PLWH who did not have a CD4 count or viral load in 2020, a standard surveillance proxy for care engagement, were less likely to be vaccinated than those who did. Many clinics deferred routine care for patients with well-controlled HIV and/or converted to telemedicine. For some PLWH, the risk of COVID-19 made attending clinic unsafe. Expansion of home- and community-based vaccination programs may improve vaccine uptake among PLWH whose access to in-person care has been curtailed by COVID-19. Moreover, vaccine uptake was lower among those at greater risk of severe COVID-19 as defined by viral load and CD4 counts [1]. In addition, PLWH with lower CD4 counts may mount an inadequate response to vaccination and may require increased support to complete a newly recommended three-dose vaccination series for people with untreated or advanced HIV. Social determinants of health affecting uptake of COVID-19 vaccination likely overlap with those affecting clinic attendance, antiretroviral adherence, and viral suppression [5]. In contrast, ADAP enrollment was associated with greater vaccine uptake; case workers facilitate access to vaccination through assistance with finding vaccination sites, appointment scheduling, and transportation. Finally, receipt of influenza vaccine was the strongest predictor of COVID-19 vaccine uptake. PLWH vaccinated against influenza may be more likely to adopt preventive health interventions and have more confidence in the effectiveness and safety of vaccines. While receipt of influenza vaccine may also indicate a high level of care engagement, the association between influenza vaccination and COVID-19 vaccination remained strong in a multivariable model that included a standard surveillance measure of care engagement.
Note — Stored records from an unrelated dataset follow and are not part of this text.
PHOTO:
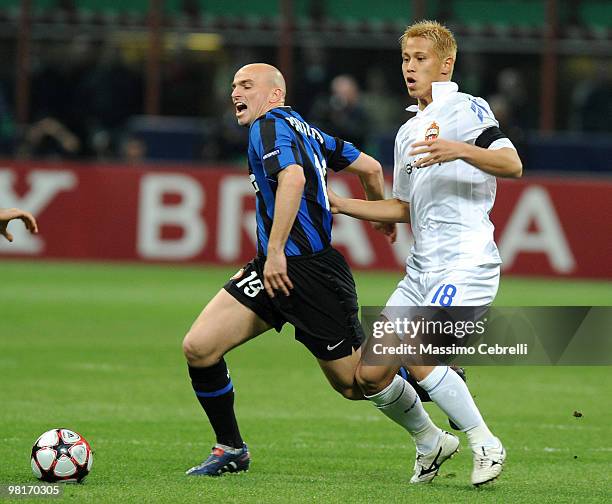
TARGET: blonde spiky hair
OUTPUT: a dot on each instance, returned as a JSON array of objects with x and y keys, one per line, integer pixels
[{"x": 444, "y": 43}]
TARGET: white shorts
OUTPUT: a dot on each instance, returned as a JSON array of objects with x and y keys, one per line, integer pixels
[{"x": 473, "y": 286}]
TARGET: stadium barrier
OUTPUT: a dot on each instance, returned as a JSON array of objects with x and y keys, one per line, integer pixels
[{"x": 544, "y": 226}]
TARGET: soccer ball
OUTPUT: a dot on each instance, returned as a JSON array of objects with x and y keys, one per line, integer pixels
[{"x": 61, "y": 455}]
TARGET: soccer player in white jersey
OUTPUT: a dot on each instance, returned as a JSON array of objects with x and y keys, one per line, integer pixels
[{"x": 446, "y": 159}]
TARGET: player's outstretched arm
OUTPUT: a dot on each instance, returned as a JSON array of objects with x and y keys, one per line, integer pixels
[
  {"x": 291, "y": 183},
  {"x": 8, "y": 214},
  {"x": 391, "y": 210},
  {"x": 371, "y": 176},
  {"x": 504, "y": 162}
]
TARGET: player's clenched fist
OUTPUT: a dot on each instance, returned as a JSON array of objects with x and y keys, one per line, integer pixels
[{"x": 8, "y": 214}]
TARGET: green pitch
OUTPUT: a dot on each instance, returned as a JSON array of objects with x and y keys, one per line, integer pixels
[{"x": 97, "y": 348}]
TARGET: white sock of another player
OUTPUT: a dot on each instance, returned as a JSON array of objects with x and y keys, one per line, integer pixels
[
  {"x": 400, "y": 402},
  {"x": 451, "y": 394}
]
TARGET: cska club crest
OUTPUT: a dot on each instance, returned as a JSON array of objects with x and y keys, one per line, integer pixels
[{"x": 432, "y": 132}]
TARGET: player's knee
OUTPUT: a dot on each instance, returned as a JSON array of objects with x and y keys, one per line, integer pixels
[
  {"x": 350, "y": 392},
  {"x": 370, "y": 379},
  {"x": 198, "y": 352}
]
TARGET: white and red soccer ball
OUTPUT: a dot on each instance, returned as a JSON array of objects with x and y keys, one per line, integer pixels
[{"x": 61, "y": 455}]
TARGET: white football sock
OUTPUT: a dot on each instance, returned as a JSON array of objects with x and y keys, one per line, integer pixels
[
  {"x": 400, "y": 402},
  {"x": 451, "y": 394}
]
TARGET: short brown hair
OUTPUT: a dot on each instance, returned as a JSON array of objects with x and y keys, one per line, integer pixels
[{"x": 444, "y": 43}]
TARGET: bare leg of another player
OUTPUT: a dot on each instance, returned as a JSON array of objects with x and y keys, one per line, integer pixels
[{"x": 223, "y": 324}]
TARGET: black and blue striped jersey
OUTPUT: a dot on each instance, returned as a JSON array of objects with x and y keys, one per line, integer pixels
[{"x": 281, "y": 138}]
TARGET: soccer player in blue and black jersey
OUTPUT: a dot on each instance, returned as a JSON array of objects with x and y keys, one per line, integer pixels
[{"x": 297, "y": 276}]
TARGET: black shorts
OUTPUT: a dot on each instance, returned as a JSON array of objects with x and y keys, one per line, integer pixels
[{"x": 322, "y": 305}]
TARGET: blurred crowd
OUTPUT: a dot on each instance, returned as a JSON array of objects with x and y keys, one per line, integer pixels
[{"x": 86, "y": 99}]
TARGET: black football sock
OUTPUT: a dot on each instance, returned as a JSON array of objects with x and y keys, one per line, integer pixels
[{"x": 215, "y": 391}]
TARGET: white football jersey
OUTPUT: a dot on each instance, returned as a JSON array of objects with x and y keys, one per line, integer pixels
[{"x": 449, "y": 202}]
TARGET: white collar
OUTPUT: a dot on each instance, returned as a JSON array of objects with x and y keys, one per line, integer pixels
[{"x": 439, "y": 90}]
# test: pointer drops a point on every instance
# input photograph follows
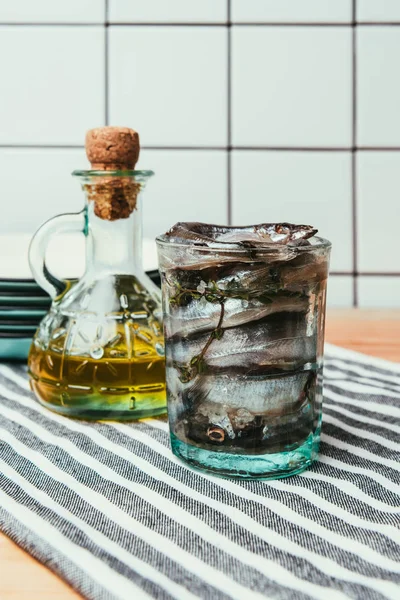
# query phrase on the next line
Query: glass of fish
(244, 311)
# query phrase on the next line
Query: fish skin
(274, 424)
(263, 233)
(201, 315)
(256, 394)
(277, 342)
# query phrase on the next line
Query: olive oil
(122, 378)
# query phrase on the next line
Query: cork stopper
(113, 149)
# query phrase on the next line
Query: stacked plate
(23, 303)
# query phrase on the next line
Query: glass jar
(244, 334)
(99, 352)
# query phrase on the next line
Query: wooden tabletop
(376, 333)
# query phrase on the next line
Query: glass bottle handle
(37, 249)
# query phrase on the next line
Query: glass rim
(113, 173)
(229, 248)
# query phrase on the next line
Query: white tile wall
(375, 292)
(378, 86)
(50, 11)
(291, 86)
(378, 10)
(171, 83)
(188, 185)
(378, 198)
(52, 83)
(260, 120)
(167, 11)
(36, 184)
(291, 11)
(303, 187)
(340, 291)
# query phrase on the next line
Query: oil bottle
(99, 352)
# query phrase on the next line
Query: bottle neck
(114, 247)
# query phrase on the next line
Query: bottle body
(99, 352)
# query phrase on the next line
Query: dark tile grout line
(353, 155)
(106, 64)
(349, 150)
(211, 24)
(364, 274)
(229, 115)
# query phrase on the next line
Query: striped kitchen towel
(108, 508)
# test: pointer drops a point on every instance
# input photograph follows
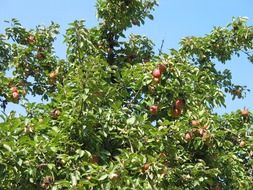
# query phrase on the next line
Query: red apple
(153, 109)
(156, 73)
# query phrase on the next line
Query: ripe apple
(156, 73)
(179, 104)
(162, 68)
(195, 123)
(242, 144)
(188, 136)
(15, 95)
(153, 109)
(245, 112)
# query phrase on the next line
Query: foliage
(119, 116)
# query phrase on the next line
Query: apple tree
(119, 115)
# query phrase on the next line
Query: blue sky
(173, 20)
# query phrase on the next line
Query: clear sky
(174, 19)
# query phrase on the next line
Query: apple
(179, 103)
(156, 73)
(195, 123)
(188, 136)
(242, 144)
(162, 68)
(153, 109)
(245, 112)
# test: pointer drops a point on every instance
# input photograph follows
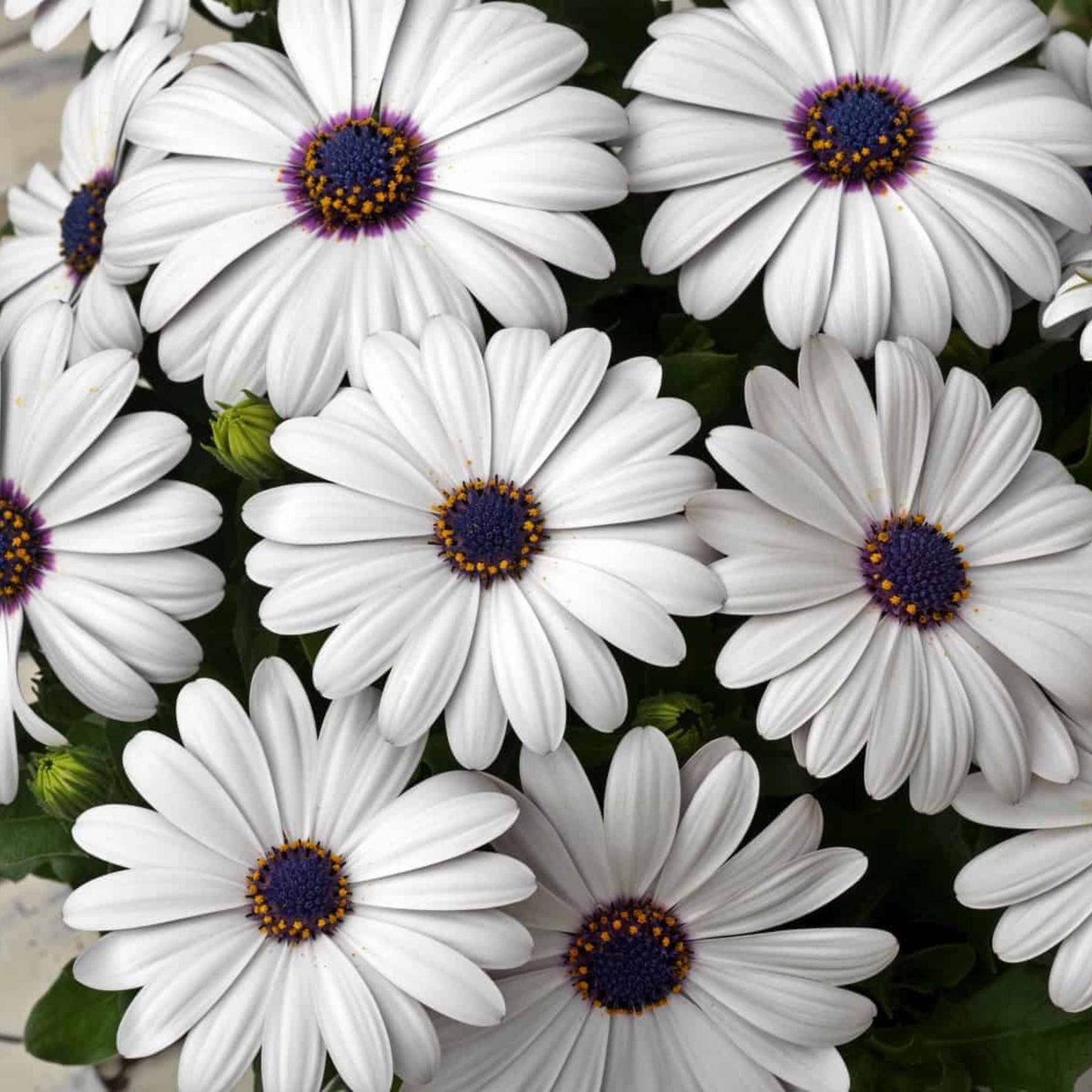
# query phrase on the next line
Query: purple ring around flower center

There are limitations to this work. First, ALERT IIS only captures vaccines administered in Oregon; therefore, PLWH vaccinated out of state were not represented in these data. Second, reporting to ALERT IIS may not be 100% complete resulting in missing vaccination status for some PLWH. Third, because HIV surveillance does not collect clinical data on comorbidities, it was not possible to examine vaccine uptake by comorbidities that may increase COVID-19 risk. Finally, measurements of CD4 count or viral load reported to the surveillance system are a proxy for care engagement and subject to misclassification. For example, PLWH may have had HIV-related labs drawn by a provider other than their HIV provider (e.g., an emergency room or urgent care provider). Thus, the report of a viral load or CD4 count in this setting may misclassify a patient as engaged in care. In addition, the presence of these measurements may represent either an in-person visit, a telemedicine visit with an associated laboratory visit, or just a laboratory visit. Each type of care engagement may have differential impact on vaccine uptake that is not captured in these data.

COVID-19 vaccination is critical to the survival of PLWH through this novel global pandemic. Younger PLWH, Hispanic/Latinx PLWH, PWID, who live in rural and frontier areas, who have not engaged in care or enrolled in ADAP, and who have not received an influenza vaccine may benefit from more intensive advocacy, outreach, and care navigation to increase COVID-19 vaccine uptake.